Levi was, unsurprisingly, acutely aware of his predecessor throughout the process. Bergman’s son Daniel is an executive producer on the show and the Bergman estate was also involved in its making. “I sent them the scripts, they had the notes, and I sent them the cuts,” says Levi. “I felt, you know, their voice was there, it was always important for me.” (Ellman says: “[Levi’s] approach to this, emotionally, had the right blend of reverence and terror.”).

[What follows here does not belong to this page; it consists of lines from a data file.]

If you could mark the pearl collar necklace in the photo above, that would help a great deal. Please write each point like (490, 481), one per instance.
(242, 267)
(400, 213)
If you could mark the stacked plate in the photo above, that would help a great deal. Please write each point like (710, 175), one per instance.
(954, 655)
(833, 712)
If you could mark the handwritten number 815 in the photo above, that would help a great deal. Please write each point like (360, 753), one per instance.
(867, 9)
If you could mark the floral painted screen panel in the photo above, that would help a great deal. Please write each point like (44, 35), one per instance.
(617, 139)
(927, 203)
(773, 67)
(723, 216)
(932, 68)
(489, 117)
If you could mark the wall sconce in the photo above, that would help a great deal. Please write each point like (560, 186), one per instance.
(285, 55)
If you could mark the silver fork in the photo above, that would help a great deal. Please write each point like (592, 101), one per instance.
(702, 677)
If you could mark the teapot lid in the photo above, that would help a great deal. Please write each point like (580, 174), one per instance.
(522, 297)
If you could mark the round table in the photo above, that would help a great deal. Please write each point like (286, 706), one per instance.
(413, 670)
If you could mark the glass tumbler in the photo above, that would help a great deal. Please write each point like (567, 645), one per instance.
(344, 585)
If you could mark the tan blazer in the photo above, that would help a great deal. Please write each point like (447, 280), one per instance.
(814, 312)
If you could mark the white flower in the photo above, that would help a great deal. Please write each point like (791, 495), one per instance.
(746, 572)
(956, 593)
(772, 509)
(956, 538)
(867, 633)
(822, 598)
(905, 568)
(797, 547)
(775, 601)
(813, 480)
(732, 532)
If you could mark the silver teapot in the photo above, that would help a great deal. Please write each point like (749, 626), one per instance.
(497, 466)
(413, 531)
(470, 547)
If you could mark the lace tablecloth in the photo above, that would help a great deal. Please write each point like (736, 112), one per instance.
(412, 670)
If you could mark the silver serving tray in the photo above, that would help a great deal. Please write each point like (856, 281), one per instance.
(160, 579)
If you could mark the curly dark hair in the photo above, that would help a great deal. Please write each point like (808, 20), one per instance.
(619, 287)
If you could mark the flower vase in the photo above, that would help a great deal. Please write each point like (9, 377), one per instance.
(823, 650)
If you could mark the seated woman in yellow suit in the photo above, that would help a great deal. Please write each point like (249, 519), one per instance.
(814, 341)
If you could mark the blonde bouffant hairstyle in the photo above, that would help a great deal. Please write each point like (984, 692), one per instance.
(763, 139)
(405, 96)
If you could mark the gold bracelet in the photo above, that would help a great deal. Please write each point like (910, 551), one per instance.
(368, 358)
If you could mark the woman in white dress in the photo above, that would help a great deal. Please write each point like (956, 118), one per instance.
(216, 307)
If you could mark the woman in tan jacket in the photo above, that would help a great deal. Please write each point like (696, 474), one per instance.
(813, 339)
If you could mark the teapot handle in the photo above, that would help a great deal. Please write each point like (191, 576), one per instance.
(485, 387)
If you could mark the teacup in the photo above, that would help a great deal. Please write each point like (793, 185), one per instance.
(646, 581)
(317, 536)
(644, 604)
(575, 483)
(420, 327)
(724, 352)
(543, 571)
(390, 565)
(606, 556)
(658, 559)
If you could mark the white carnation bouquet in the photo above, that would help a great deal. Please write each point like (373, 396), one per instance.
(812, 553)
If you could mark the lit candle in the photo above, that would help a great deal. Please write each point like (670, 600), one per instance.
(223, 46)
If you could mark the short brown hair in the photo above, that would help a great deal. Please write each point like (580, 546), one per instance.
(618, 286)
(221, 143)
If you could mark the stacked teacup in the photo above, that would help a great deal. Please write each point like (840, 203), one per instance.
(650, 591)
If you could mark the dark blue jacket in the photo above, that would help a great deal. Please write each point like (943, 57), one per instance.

Given that Levi left “The Affair” over creative differences, was he worried he would run into similar issues on “Scenes From a Marriage,” which had even more stakeholders in the form of Bergman’s heirs, fans and estate? “Quite the opposite,” says Levi. “First of all, I did this one with HBO, which I feel so at home with and [with whom] I have the most creative freedom. So, that was different. And the fact that I directed it myself and wrote it myself. But mainly, you can see that this is actually the style I like, this is the way I want to approach [it]. ‘The Affair’ went to a different direction. This time I could really fulfil my own taste of how to do things.”

If anything, the input of the legendary Swedish director’s descendants was reassuring. “I felt that Bergman’s spirit was floating somewhere and keeping an eye on me,” smiles Levi. “Which was okay.”